The recovery of hydrocarbons from subterranean zones relies on the process of drilling wellbores. This process includes drilling equipment situated at the surface and a drill string extending from the surface equipment to the formation or subterranean zone of interest. The drill string can extend thousands of feet or meters below the surface. The terminal end of the drill string includes a drill bit for drilling, or extending, the wellbore. The process also relies on some sort of drilling fluid system, in most cases a drilling “mud”. The mud is pumped through the inside of the drill string, which cools and lubricates the drill bit and then exits out of the drill bit and carries rock cuttings back to surface. The mud also helps control bottom hole pressure and prevents hydrocarbon influx from the formation into the wellbore and potential blow out at the surface.

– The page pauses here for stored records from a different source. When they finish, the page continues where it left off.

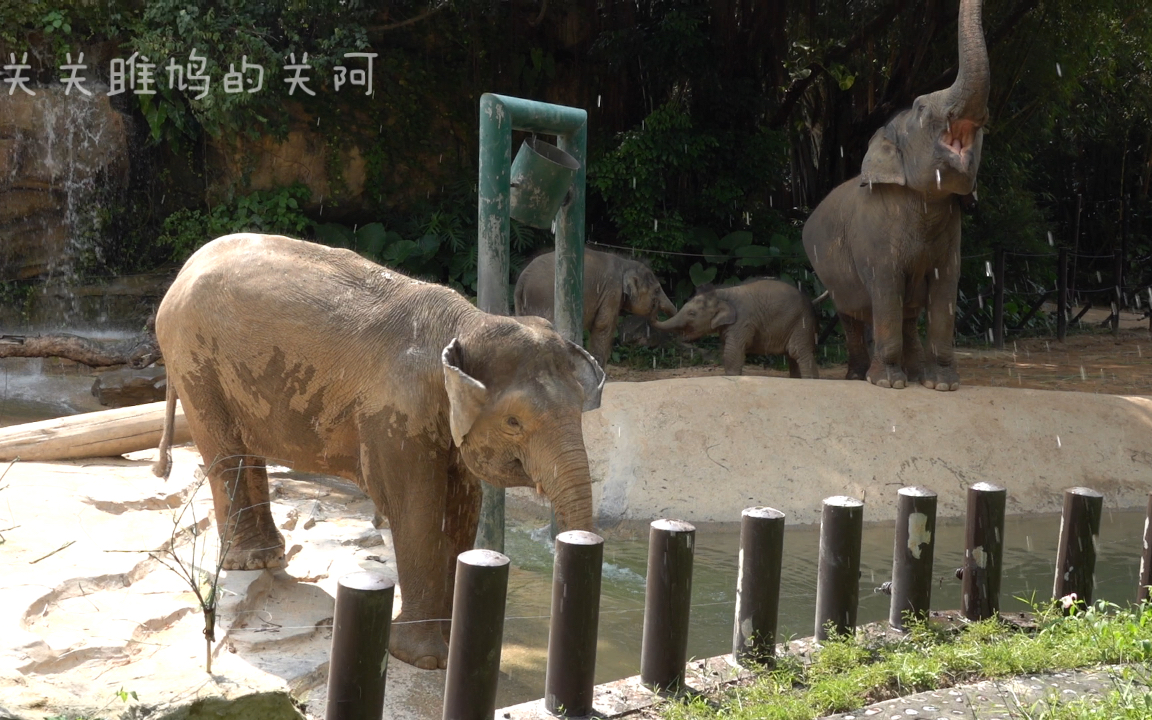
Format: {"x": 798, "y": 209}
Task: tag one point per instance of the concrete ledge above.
{"x": 704, "y": 448}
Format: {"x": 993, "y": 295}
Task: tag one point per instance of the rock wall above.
{"x": 55, "y": 151}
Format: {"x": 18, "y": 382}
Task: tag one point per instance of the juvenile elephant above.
{"x": 762, "y": 316}
{"x": 328, "y": 363}
{"x": 612, "y": 285}
{"x": 886, "y": 243}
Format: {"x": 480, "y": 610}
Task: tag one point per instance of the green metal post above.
{"x": 499, "y": 116}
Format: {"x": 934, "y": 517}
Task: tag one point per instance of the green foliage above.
{"x": 265, "y": 211}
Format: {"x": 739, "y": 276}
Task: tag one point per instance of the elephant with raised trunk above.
{"x": 612, "y": 285}
{"x": 760, "y": 316}
{"x": 319, "y": 360}
{"x": 886, "y": 243}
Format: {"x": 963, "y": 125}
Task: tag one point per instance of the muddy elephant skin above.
{"x": 316, "y": 358}
{"x": 612, "y": 285}
{"x": 886, "y": 243}
{"x": 762, "y": 316}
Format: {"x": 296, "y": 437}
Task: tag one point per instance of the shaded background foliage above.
{"x": 715, "y": 126}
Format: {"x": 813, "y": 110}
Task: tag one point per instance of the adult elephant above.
{"x": 328, "y": 363}
{"x": 612, "y": 285}
{"x": 886, "y": 243}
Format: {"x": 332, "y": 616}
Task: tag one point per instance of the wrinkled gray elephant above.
{"x": 760, "y": 316}
{"x": 328, "y": 363}
{"x": 612, "y": 285}
{"x": 886, "y": 243}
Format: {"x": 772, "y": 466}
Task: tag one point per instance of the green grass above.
{"x": 848, "y": 673}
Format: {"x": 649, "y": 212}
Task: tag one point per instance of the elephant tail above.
{"x": 163, "y": 464}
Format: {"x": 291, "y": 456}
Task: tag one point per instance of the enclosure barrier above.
{"x": 762, "y": 548}
{"x": 911, "y": 556}
{"x": 667, "y": 604}
{"x": 364, "y": 600}
{"x": 1080, "y": 524}
{"x": 361, "y": 627}
{"x": 839, "y": 566}
{"x": 570, "y": 672}
{"x": 984, "y": 543}
{"x": 1145, "y": 586}
{"x": 477, "y": 629}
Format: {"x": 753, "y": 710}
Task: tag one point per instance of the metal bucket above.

Directional drilling is the process of steering a well from vertical to intersect a target endpoint or to follow a prescribed path. At the terminal end of the drill string is a bottom hole assembly (BHA) which may include 1) the drill bit; 2) a steerable downhole mud motor of a rotary steerable system; 3) sensors of survey equipment for logging while drilling (LWD) and/or measurement while drilling (MWD) to evaluate downhole conditions as drilling progresses; 4) apparatus for telemetry of data to the surface; and 5) other control equipment such as stabilizers or heavy weight drill collars. The BHA is conveyed into the wellbore by a string of metallic tubulars known as the drill string. MWD equipment may be used to provide downhole sensor and status information at the surface while drilling in a near real-time mode. This information is used by the rig crew to make decisions about controlling and steering the well to optimize the drilling speed and trajectory based on numerous factors, including lease boundaries, existing wells, formation properties, hydrocarbon size and location. These decisions can include making intentional deviations from the planned wellbore path as necessary, based on the information gathered from the downhole sensors during the drilling process. In its ability to obtain real time data, MWD allows for a relatively more economical and efficient drilling operation.

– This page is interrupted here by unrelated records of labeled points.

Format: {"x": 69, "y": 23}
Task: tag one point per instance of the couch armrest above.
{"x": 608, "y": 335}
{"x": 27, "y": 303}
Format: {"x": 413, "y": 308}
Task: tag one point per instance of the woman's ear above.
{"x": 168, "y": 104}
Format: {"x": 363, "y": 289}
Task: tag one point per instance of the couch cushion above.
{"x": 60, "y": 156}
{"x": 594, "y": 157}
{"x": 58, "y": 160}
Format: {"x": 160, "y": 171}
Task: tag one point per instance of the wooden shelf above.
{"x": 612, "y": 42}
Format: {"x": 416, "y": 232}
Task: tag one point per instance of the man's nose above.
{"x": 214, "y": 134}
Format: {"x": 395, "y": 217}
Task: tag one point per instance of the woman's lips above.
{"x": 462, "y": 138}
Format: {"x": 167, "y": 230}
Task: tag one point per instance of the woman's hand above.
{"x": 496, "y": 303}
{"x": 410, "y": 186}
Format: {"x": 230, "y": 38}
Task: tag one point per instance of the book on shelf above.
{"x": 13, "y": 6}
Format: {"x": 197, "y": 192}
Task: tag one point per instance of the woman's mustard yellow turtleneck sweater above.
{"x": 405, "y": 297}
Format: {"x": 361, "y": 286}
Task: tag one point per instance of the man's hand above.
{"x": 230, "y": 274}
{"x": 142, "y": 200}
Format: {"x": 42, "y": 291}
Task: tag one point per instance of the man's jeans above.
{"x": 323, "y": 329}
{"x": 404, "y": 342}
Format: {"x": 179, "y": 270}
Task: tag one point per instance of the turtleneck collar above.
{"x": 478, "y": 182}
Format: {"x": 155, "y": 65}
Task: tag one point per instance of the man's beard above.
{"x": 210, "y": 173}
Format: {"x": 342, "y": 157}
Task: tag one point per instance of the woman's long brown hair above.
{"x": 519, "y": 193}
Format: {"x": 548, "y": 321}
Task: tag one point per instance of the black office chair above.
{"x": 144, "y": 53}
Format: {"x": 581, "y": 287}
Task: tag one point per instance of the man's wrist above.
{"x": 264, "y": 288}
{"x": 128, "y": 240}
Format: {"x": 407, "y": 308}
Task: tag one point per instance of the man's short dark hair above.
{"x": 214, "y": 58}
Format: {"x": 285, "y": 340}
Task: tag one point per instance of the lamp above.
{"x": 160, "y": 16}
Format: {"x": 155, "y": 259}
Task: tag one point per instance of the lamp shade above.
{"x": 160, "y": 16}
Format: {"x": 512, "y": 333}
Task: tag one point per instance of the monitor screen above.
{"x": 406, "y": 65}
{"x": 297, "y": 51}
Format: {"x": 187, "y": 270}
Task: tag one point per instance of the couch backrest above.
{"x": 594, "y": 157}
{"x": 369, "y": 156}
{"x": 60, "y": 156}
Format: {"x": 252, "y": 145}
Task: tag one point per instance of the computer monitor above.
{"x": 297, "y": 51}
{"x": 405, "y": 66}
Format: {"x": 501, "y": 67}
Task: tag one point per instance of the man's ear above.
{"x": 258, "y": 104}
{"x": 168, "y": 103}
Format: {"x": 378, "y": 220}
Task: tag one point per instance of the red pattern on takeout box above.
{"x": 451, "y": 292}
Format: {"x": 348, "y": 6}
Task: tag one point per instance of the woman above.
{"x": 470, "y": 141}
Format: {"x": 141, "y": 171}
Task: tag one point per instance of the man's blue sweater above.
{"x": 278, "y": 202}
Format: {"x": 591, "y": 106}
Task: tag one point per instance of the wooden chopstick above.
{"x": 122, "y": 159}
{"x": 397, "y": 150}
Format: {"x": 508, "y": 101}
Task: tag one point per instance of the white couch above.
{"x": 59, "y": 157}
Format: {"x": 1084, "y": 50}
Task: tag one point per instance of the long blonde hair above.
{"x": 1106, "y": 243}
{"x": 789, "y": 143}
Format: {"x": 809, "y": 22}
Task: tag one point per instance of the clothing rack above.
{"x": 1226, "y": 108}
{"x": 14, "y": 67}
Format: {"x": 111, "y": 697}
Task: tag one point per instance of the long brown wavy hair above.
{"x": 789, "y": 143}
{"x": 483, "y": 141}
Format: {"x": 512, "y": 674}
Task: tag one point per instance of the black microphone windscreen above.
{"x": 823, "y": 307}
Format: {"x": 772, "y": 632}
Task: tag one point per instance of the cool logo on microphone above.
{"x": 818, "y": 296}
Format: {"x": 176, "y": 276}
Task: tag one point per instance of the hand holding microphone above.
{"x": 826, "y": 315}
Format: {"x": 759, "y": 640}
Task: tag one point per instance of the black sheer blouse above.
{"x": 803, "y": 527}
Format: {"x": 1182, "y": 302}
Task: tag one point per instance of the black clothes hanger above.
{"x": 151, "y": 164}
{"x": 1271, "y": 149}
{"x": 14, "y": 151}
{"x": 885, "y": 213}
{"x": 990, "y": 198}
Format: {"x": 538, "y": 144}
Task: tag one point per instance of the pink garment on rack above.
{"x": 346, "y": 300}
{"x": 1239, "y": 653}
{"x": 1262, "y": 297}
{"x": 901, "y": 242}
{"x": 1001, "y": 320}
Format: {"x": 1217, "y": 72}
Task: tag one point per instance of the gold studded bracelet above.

Various telemetry methods may be used to send data from MWD or LWD sensors back to the surface. Such telemetry methods include, but are not limited to, the use of hardwired drill pipe, acoustic telemetry, use of fibre optic cable, mud pulse (MP) telemetry and electromagnetic (EM) telemetry.
EM telemetry involves the generation of electromagnetic waves at the wellbore which travel through the earth's surrounding formations and are detected at the surface.
Advantages of EM telemetry relative to MP telemetry, include generally faster baud rates, increased reliability due to no moving downhole parts, high resistance to lost circulating material (LCM) use, and suitability for air/underbalanced drilling. An EM system can transmit data without a continuous fluid column; hence it is useful when there is no mud flowing. This is advantageous when the drill crew is adding a new section of drill pipe as the EM signal can transmit the directional survey while the drill crew is adding the new pipe.
Disadvantages of EM telemetry include lower depth capability, incompatibility with some formations (for example, high salt formations and formations of high resistivity contrast), and some market resistance due to acceptance of older established methods. Also, as the EM transmission is strongly attenuated over long distances through the earth formations, it requires a relatively large amount of power so that the signals are detected at surface. Higher frequency signals attenuate faster than low frequency signals.
A BHA metallic tubular is generally used as the dipole antennae for an EM telemetry tool by dividing the drill string into two conductive sections by an insulating joint or connector which is known in the art as a “gap sub”. One important design aspect of an EM telemetry system is the gap sub. The gap sub must meet electrical isolation requirements as well as withstanding the mechanical loading induced during drilling and the high differential pressures that occur between the center and exterior of the drill pipe. These mechanical loads are typically quite high and most drill string components are made from high strength, ductile metal alloys in order to handle the loading without failure. As most high dielectric materials typically used in gap sub assemblies are either significantly lower strength than metal alloys or highly brittle, the mechanical strength of the gap sub becomes a significant design hurdle. The gap sub tends to be a weaker link in the drill string.
Directional drilling is generally started by drilling a vertical section of wellbore. At some point, the drill is operated so that the wellbore deviates from the vertical forming a curve or ‘dogleg’. The trajectory of the wellbore may change rapidly as a curve is formed in the wellbore. Direction changes that occur more rapidly than planned or desired can cause problems. For example, the casing may not fit easily through a too-tightly curved section of the wellbore (sometimes called a micro-dogleg section). Repeated abrasion by the drill string at the dogleg can result in worn spots in which the BHA may become lodged. Excessive doglegs can also increase the overall friction of the drill string, resulting in increased potential for damage of the BHA.
Passing around a tight dogleg can cause special problems for a gap sub including the potential for damage and excessive wear of the dielectric is increased. The reduced mechanical strength of a gap sub can cause the gap to act as a flex collar which can cause excessive stress in the gap sub when undergoing bending. Such stress can cause dielectric material in the gap to chip out, crack or buckle due to compressive loading, from wear in the borehole, or from impact with the borehole.